17

January

2011 Packers Defense: Where Does The Buck Stop?

I have been watching a lot of football these past two weekends, and I think the only NFL game I didn’t watch at least part of was Denver vs. New England. (Really, was there a point to seeing that one?) And while I’ve cached away a lot of observations, there are a couple big things that have stuck with me. The most impressionable of these, I believe, was the way the San Francisco 49ers defense handled the New Orleans Saints.

If any of you watched this game, you should know what I am talking about. To put it succinctly, I rather enjoyed watching their physical play, discipline, and unrelenting attacks on the ball.

But if you asked me to name more than three players from that unit, I don’t think I could do it.

Which made me think . . . what is wrong with the Packers’ defense, then? They have what I believe to be a group of fairly solid players that compliment some big talent, yet they never played like it this season. Last season they did, and it won them quite a few games where the offense sputtered.
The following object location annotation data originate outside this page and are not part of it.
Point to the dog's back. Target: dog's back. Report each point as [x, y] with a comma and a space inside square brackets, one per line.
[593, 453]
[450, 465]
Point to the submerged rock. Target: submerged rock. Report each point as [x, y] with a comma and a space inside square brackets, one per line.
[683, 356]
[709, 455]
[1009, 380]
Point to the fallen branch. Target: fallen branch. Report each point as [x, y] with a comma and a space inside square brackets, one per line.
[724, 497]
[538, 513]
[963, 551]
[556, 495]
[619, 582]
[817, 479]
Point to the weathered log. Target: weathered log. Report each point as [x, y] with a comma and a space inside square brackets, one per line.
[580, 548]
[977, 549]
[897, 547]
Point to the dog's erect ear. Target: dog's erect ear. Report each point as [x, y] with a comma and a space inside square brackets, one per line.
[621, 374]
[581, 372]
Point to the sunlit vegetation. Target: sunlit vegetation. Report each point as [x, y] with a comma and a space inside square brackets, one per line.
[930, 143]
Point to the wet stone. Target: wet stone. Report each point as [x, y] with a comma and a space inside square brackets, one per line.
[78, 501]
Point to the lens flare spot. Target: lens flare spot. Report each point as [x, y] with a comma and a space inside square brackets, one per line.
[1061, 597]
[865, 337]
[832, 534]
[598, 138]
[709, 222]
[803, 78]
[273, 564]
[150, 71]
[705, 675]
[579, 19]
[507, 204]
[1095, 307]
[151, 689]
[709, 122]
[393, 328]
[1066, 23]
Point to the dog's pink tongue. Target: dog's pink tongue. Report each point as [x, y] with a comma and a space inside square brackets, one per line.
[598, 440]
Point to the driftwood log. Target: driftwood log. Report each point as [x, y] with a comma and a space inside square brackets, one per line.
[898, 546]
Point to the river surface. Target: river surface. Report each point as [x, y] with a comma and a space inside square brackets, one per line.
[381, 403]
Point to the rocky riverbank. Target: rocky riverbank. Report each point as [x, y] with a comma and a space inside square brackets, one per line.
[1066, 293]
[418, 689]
Now, we could easily turn this into a “blame game” and start pointing fingers, and I guess I will be depending on how you look at it. What I really want to know, though, is where and how this group needs to improve.

After Sunday’s loss to the New York Giants, I noticed a significant number of fans voicing their extreme displeasure with Dom Capers. Let him go. Reggie McKenzie can take him to Oakland. Or just let him be on his way.

Of course, others retaliated to this, mostly mentioning his lack of playmaking defensive linemen and linebackers.

Now, both sides do have valid points. On the one hand, the loss of Cullen Jenkins and Nick Collins could have been the right recipe for disaster. Take away your biggest asset from the line, then subtract your best safety valve in the secondary, and what are you going to end up with? Nobody was really able to replace either of these two like some of the injured players were last year. Their loss was felt all season, and it was extremely painful to watch the amount of time Eli Manning had in the pocket.